Background

Lactococcus garvieae is one of the most important bacterial pathogens that affect different farmed fish species in many countries, although its major impact is on the trout farm industry [1, 2]. In addition to farmed fish, this microorganism has also been isolated from a wide range of wild fish species, from both fresh and marine water, as well as from giant fresh water prawns [3] and from wild marine mammals [4]. The host range of L. garvieae is not limited to aquatic species. This agent has also been identified in cows and water buffalos with subclinical mastitis [5, 6] and from cat and dog tonsils [7]. In humans it has been isolated from the urinary tract, blood, and skin and from patients with pneumonia, endocarditis or septicaemia [811]. Recently, intestinal disorders in humans have been associated with the consumption of raw fish contaminated with this pathogen [12], which suggests that L. garvieae could be considered as a potentially zoonotic bacterium [3, 12]. Despite the widespread distribution and emerging clinical significance of L. garvieae in both veterinary and human medicine, there is almost a complete lack of knowledge about the genetic content of this microorganism.

In the last few years, research in microbial genetics has changed fundamentally, from an approach involving the characterization of individual genes to a global analysis of microbial genomes. The availability of complete genome sequences has enabled the development of high-throughput nucleic acid hybridization technologies including macro- and microarrays. Microarrays have the capacity to monitor the genome content of bacterial strains or species very rapidly. Although whole-genome sequencing is definitely a powerful method for genetics, it is still expensive and time consuming.
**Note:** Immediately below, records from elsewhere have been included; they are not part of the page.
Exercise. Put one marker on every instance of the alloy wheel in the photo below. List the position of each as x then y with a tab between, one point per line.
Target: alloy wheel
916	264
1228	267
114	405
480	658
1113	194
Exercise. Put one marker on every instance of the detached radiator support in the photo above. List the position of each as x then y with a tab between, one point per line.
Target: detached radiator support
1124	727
As an alternative, comparative genomic hybridization (CGH) experiments based on microarrays have been used to facilitate comparisons of unsequenced bacterial genomes. Array-based CGH using genome-wide DNA microarrays is used commonly to determine the genomic content of bacterial strains [13, 14], but also for inter-species comparisons [1416]. In this case, microarrays of closely related microorganisms that have been fully sequenced must be available. The primary advantage of this microarray approach is that it allows the identification of a large number of genes that are potentially present in an organism without the need for sequencing genomes. The disadvantage of this approach is that it indicates only the genes that are common between the fully sequenced relative and the strain of interest; genes unique to the strain of interest remain unknown [15, 17]. In the present work the genetic content of L. garvieae CECT 4531 was studied by a combination of in silico analysis and in vitro microarray CGH experiments, using open reading frame (ORF) microarrays of two bacteria closely related to L. garvieae, namely Lactococcus lactis subsp. lactis IL1403 and Streptococcus pneumoniae TIGR4 [18, 19].

Methods

Bacterial strains, culture conditions and isolation of genomic DNA

Lactococcus lactis subsp. lactis IL1403 (kindly provided by M.P. Gaya, INIA, Madrid, Spain) and Streptococcus pneumoniae TIGR4 (purchased form the American Type Culture Collection) were used as the reference sequenced microorganisms. The test strain of Lactococcus garvieae used for the experiments was CECT 4531 (purchased from the Spanish Type Culture Collection). The L. lactis subsp. lactis IL1403 and L. garvieae CECT 4531 were grown statically at 28°C in BHI broth (bioMérieux, Marcy l'Etoile, France). The S. pneumoniae TIGR4 was grown statically at 37°C in Todd Hewitt broth (Oxoid, Basingstoke, Hampshire, England). Cells were grown until the late-exponential phase of growth (OD600~1.5-2) and harvested for isolation and purification of genomic DNA using the DNeasy Blood and Tissue kit (Qiagen, Hilden, Germany) according to the manufacturer's specifications. The DNA concentrations were determined spectrophotometrically.

DNA labelling

Aliquots (1-2 μg) of genomic DNA from the three strains were labelled fluorescently with Cy3-dUTP or Cy5-dUTP (Perkin-Elmer, Foster City, CA, USA), depending on whether the strain was used as a test or reference microorganism in the CGH experiments, respectively. Each DNA aliquot was fragmented by sonication to obtain fragments from 400 to 1000 bp. Fragmented DNA was mixed with 5 μL 10× NEBlot labelling buffer containing random sequence octamer oligonucleotides (New England Biolabs, Ipswich, MA, USA) and water to a final volume of 43.5 μL. This mixture was denatured by heating at 95°C for 5 min and then cooled for 5 min at 4°C. After this denaturing step, the remaining components of the labelling reaction were added: 5 μL of 10 × dNTP labelling mix (1.2 mM each dATP, dGTP and dCTP in 10 mM Tris pH 8.0, 1 mM EDTA) (New England Biolabs, Ipswich, MA, USA), 1.5 μL of 1 mM Cy3-dUTP or Cy5-dUTP and 1.5 μL of 10 U/μL Klenow fragment (Fermentas Life Sciences, Glen Burnie, MD, USA). The labelling reactions were incubated overnight at 37°C and then stopped by adding 2.5 μL of 0.5 M EDTA. Labelled DNA was purified from unincorporated label using a Qiaquick PCR Cleanup kit (Qiagen, Hilden, Germany) and dried under vacuum. The final DNA concentration and quality, as well as the labelling quality, were determined using a NanoDrop (NanoDrop Techonologies, Wilmington, DE, USA).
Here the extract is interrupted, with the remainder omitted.